Net zero being the centre’s raison d’etre, the road to digitalisation will help unlock the “big prize” of more efficient ways of working and integrating new, cleaner energies with oil and gas. One area the centre is focused on is sharing of data to “illuminate” ways to drive efficiency and cut emissions across different offshore installations. “I’ll give you example: I bought a home smart thermostat. I get a monthly report telling me how I’m doing compared to my neighbours. “Now it doesn’t tell me ‘your home is heated half a degree less than your neighbour’s’. I don’t know who my neighbours are or how their house size compares to mine, so there’s no standards there, but what it has driven is a behaviour change. “I’ve now got that amalgamated data giving me information and helping me keep track of where I am and maybe encouraging me to beat that target next time. “I think the same applies for emissions reduction. If we can pool our data and see where we all are in a normalised fashion then that will help change and create focus.”
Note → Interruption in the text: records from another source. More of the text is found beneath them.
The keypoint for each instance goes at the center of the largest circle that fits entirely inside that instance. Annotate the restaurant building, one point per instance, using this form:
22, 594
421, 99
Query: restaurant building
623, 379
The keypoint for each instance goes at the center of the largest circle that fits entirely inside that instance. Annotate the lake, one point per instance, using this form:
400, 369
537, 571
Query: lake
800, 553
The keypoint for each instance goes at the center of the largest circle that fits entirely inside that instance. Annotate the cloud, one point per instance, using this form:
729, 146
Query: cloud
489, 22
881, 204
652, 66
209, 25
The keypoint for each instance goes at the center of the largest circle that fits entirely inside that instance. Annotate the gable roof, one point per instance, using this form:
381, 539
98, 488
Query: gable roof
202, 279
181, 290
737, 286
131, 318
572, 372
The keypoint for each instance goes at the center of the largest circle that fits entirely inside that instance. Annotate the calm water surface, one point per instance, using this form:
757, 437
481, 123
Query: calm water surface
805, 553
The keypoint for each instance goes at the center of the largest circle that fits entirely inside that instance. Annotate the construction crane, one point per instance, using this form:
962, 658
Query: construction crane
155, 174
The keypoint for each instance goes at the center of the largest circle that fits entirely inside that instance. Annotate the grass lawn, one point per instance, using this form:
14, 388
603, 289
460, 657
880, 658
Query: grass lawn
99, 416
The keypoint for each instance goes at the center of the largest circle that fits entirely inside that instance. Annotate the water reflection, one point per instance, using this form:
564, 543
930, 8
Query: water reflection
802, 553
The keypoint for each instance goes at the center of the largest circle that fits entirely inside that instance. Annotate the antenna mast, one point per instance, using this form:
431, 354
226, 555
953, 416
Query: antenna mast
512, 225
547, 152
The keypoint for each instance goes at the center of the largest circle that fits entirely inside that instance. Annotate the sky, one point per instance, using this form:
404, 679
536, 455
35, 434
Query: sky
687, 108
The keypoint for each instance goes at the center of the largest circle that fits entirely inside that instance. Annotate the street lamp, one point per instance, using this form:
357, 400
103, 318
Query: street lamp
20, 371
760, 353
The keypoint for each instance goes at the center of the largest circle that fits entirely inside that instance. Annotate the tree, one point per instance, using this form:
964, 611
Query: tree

Digital technology has transformed other industries and that potential lies in the energy sector, Roberts says, “to the extent where, as an industry, we’re willing to embrace it”. Part of that is persuading industry to share data, however. An area the NZTC is focused on is creating a “data trust” to find improved trends and insights across the UK North Sea. “When I look at oil and gas, the only time we compete is when we’re competing for licences. “Once we got our licence, we should collaborate in partnerships and share the risk. “Once we’ve got that established, are we really competitive? “We don’t set our price, that’s set by the world market. So I think we are a more collaborative industry than we realise, and that we perhaps need to get over that data should be protected. It could be shared for the industry’s greater benefit.” Steve Roberts: ‘We’re more collaborative than we realise’.